Habe mir  das 4er gekauft.
Es ist umwerfend. Bildschirmauflösung hin oder her.
Klar höher ist immer besser, aber für meine Zwecke voll in Ordnung.
Soviel hätte ich nicht erwartet. Die Qualität einfach Top.


----------



## Lucius (10. November 2015)

*AW: Raymarine DragonFly 4 Pro // 5 Pro*

Das Preis/Leistungsverhältnis beim 4Pro ist meiner Meinung nach unschlagbar - das in Kombi mit der Navionics-App und einem Tablet ist , wie gesagt , der Hammer!:m


----------



## Fr33 (10. November 2015)

*AW: Raymarine DragonFly 4 Pro // 5 Pro*

Guten Morgen,


erstmal danke an alle die sich hier beiteiligen 


@ Lucius


Ach was, Im Waldsee angelst du? Wohn quasi um die Ecke - aber aufgrund der Bootsproblematik bin ich da nicht Verein. 


@ All


Hmmm mich macht die Tatsache stutzig, dass anscheinend schon die Mehrheit das kleine 4er weitesgehend in Verbindung mit einem anderen Bildschirm verwendet. Klingt für mich halt erstmal so, dass der kleine Bildschirm für die Funktionen des Navis eig ungeeignet ist. Momentan liegt der Preisunterschied zum 5er bei rund 190€... das ist nicht wenig....

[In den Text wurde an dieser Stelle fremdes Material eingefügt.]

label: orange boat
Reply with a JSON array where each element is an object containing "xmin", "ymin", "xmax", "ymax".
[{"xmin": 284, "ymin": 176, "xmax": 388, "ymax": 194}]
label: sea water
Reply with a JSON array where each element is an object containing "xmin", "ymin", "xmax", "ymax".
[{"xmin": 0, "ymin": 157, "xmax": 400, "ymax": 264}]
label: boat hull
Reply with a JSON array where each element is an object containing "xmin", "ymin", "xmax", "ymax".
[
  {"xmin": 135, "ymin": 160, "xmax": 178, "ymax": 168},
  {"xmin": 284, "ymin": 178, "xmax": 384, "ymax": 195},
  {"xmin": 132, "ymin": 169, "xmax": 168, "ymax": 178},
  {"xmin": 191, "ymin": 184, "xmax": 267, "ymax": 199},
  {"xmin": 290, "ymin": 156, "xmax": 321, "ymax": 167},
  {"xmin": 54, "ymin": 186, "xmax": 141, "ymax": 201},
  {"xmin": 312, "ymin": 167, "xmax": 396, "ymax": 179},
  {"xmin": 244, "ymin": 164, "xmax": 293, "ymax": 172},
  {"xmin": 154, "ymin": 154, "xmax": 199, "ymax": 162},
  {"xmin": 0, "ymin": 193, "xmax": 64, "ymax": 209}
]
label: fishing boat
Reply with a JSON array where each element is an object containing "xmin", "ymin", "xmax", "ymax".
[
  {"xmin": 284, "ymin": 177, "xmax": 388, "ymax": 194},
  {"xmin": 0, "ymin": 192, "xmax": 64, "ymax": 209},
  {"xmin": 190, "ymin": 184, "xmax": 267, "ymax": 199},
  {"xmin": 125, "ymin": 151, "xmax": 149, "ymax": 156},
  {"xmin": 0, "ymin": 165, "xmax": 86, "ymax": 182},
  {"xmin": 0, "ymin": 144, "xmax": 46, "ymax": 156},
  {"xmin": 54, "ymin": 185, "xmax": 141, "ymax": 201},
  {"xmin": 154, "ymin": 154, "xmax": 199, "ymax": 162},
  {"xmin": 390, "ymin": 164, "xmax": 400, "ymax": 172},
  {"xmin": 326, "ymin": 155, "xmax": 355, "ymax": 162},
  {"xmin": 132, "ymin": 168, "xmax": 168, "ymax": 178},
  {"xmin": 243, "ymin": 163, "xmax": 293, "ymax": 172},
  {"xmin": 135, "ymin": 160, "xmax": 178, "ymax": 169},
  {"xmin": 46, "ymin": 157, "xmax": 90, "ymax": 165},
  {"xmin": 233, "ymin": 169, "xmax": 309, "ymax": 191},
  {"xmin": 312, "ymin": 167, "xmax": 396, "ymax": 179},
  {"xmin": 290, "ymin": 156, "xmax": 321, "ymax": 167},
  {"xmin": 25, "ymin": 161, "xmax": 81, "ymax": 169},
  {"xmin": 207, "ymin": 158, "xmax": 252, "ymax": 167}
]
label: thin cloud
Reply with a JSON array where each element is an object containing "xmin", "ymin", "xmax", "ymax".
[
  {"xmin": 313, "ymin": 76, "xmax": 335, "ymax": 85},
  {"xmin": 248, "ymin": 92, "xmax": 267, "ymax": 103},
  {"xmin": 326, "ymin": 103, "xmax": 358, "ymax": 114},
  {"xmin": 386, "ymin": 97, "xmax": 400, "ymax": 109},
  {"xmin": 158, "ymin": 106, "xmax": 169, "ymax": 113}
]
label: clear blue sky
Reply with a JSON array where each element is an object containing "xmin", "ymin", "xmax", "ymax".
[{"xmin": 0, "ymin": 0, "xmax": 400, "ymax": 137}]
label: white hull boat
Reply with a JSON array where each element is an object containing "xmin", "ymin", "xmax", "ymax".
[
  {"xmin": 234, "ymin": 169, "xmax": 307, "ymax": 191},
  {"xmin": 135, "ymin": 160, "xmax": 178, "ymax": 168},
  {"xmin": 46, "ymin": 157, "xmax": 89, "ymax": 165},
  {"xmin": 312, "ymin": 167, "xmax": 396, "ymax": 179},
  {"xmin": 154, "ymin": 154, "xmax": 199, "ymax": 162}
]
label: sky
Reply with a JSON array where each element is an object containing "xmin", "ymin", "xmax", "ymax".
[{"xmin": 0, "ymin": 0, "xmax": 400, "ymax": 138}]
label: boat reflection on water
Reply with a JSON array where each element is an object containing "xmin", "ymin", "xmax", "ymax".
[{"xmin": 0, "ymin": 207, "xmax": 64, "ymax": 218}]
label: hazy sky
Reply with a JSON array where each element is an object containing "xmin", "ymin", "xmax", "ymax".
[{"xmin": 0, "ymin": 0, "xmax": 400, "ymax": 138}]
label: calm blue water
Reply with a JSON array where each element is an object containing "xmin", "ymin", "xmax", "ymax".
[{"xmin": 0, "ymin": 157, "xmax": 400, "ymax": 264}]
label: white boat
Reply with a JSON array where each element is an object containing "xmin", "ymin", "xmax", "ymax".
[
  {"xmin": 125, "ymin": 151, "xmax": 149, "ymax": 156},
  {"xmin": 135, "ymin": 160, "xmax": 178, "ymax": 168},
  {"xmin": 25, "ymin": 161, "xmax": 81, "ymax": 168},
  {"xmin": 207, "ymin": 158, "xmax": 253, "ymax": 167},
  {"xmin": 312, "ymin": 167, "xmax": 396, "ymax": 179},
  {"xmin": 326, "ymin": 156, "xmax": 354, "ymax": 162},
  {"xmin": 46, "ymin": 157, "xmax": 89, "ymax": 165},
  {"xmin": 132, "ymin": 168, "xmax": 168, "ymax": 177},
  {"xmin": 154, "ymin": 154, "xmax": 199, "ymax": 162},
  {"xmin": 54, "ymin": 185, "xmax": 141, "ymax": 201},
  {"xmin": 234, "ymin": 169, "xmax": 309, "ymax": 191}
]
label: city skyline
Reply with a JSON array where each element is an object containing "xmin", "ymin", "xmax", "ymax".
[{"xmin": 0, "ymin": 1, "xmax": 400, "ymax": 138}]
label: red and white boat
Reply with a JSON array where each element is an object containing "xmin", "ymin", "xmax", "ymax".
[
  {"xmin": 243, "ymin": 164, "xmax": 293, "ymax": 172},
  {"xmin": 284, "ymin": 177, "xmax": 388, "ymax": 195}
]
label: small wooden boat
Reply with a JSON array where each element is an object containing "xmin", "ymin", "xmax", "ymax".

Schwierige Sache (zum Glück hab ich noch Zeit...)


----------



## Lucius (10. November 2015)

*AW: Raymarine DragonFly 4 Pro // 5 Pro*



Fr33 schrieb:


> aber aufgrund der Bootsproblematik bin ich da nicht Verein.




Was für´ne Bootsproblematik denn!?


Ich hab mal ein Bild angehängt, was Ich in einem anderen Thread mal gepostet hatte,....

Damals hatte Ich nur das Boot eines Freundes zur Verfügung und das Echolot auf eine alte Ködertasche geschraubt in der Ich auch meine Bootsbatterie fest habe ( auch heute noch )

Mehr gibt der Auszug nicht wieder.